Die Europäische Union begann nach dem Zweiten Weltkrieg als Wirtschaftsgemeinschaft. Ihre Geschichte reicht in das Jahr 1952 zurück, als ihre Vorgängerin, die Europäische Gemeinschaft für Kohle und Stahl, gegründet wurde. Heute ist die EU auch eine politische Gemeinschaft. Ihr einziges seit 1979 direkt gewähltes Organ ist das Europäische Parlament in Strasbourg. Seine erste Präsidentin war die französische Politikerin und Auschwitz-Überlebende Simone Veil (1927–2017).
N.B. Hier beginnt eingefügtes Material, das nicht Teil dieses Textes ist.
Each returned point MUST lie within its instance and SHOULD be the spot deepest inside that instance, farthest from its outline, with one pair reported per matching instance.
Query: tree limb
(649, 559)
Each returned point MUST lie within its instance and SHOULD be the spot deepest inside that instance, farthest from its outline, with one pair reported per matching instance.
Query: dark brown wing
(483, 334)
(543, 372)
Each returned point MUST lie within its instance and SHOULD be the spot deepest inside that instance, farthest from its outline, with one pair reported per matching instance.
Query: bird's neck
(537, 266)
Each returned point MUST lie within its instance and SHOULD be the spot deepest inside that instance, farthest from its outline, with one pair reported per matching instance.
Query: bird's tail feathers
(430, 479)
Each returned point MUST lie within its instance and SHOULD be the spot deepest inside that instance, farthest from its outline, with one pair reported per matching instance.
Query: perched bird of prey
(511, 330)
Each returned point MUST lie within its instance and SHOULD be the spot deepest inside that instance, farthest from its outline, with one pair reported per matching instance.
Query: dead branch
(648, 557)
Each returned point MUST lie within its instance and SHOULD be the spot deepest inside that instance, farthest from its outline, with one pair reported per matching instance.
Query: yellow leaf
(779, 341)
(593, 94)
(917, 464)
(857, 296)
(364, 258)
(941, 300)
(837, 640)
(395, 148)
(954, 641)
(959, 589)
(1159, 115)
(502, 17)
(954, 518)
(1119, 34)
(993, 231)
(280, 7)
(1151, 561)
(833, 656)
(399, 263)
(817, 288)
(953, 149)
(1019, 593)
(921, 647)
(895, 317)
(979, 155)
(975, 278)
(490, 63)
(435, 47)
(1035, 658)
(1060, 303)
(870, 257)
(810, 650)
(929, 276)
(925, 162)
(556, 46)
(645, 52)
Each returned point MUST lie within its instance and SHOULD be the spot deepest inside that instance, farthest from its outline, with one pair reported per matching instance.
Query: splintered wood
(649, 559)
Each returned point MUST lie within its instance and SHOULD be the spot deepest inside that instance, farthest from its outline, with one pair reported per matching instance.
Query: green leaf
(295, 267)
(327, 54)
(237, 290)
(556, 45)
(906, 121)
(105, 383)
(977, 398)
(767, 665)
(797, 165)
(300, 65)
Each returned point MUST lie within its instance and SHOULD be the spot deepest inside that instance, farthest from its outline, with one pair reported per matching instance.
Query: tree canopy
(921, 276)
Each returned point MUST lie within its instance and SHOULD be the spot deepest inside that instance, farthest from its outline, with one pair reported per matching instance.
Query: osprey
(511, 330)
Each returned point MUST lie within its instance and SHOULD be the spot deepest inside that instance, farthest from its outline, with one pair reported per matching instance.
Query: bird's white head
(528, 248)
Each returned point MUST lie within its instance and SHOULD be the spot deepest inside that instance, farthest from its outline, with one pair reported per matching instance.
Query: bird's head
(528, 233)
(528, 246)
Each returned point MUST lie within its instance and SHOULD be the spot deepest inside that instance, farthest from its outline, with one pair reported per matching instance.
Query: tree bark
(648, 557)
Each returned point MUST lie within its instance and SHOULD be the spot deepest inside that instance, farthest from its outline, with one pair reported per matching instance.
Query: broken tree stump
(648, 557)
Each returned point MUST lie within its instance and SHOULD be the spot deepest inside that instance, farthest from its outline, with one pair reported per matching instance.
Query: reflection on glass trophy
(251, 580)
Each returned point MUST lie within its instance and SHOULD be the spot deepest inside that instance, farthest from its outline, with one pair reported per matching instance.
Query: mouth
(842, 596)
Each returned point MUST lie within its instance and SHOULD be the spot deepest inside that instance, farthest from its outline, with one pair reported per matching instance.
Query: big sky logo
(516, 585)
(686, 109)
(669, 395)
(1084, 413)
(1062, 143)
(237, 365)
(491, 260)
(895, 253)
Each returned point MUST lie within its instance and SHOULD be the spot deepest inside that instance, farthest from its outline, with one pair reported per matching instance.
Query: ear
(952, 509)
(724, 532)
In jenem Jahr wurde außerdem die französische Frauenrechtlerin Louise Weiss (1893–1983) Abgeordnete für die Fraktion der Europäischen Demokraten für den Fortschritt. Noch während des Ersten Weltkriegs hatte sie die friedensorientierte Zeitschrift „L’Europe Nouvelle“ gegründet und über zwei Jahrzehnte herausgegeben. Als äußerst gefährdete Tochter einer Elsässer Jüdin war sie trotzdem während des Zweiten Weltkriegs aktiv in der Résistance gewesen. Ihre Arbeit für ein geeintes, demokratisches Europa wurde mit ihrer Bestellung zur ersten Alterspräsidentin des Europäischen Parlaments und der Benennung des Parlamentsgebäudes nach ihr gewürdigt. Louise Weiss hatte durchaus die Begrenztheit des Unionsgedanken auf seine wirtschaftlichen Aspekte erkannt und wies früh auf das Fehlen einer europäischen Solidargemeinschaft hin: „Die europäischen Institutionen“, sagte sie, „haben europäische Zuckerrüben, Butter, Käse, Wein, Kälber, ja sogar Schweine zustande gebracht. Aber keine europäischen Menschen.“
^ Louise Weiss, 1979, © Communauté Européenne
< Europäisches Parlament, Louise-Weiss-Gebäude ©, Dominique Faget / AFP / picturedesk.com
> Wandgemälde von Banksy in Dover 2017; von Unbekannten 2019 weiß übermalt, © Banksy
Ebenfalls 1979 ins Europäische Parlament geschickt wurde Stanley Johnson – Enkel des letzten Innenministers des Osmanischen Reiches, Ali Kemal. Als Abgeordneter der britischen Torys gehörte er derselben Fraktion wie Weiss an. Er befürwortete 1992 vehement den Vertrag von Maastricht, mit dem die Europäische Union ihre heutige Gestalt annahm. Sein Sohn Boris Johnson führt nun das Vereinigte Königreich aus dieser Union heraus. Sehen die Enkel der Generation des Zweiten Weltkriegs Europa nur mehr als sentimentales und obsoletes Friedensprojekt? Anfeindungen der EU gehen auch von Parteien auf dem Kontinent aus. Sind die Forderungen nach mehr nationaler Autonomie Symptome eines wachsenden Rechtsnationalismus? Zugleich mehren sich auch Austrittsforderungen in Ländern, die sich am Rand Europas – trotz aller Lippenbekenntnisse zu einer europäischen Wertegemeinschaft – mit der faktischen Entsolidarisierung Europas konfrontiert sehen. Kann damit die europäische Integration bereits als gescheitert gelten? Ist das der Anfang vom Ende des Projekts Europa?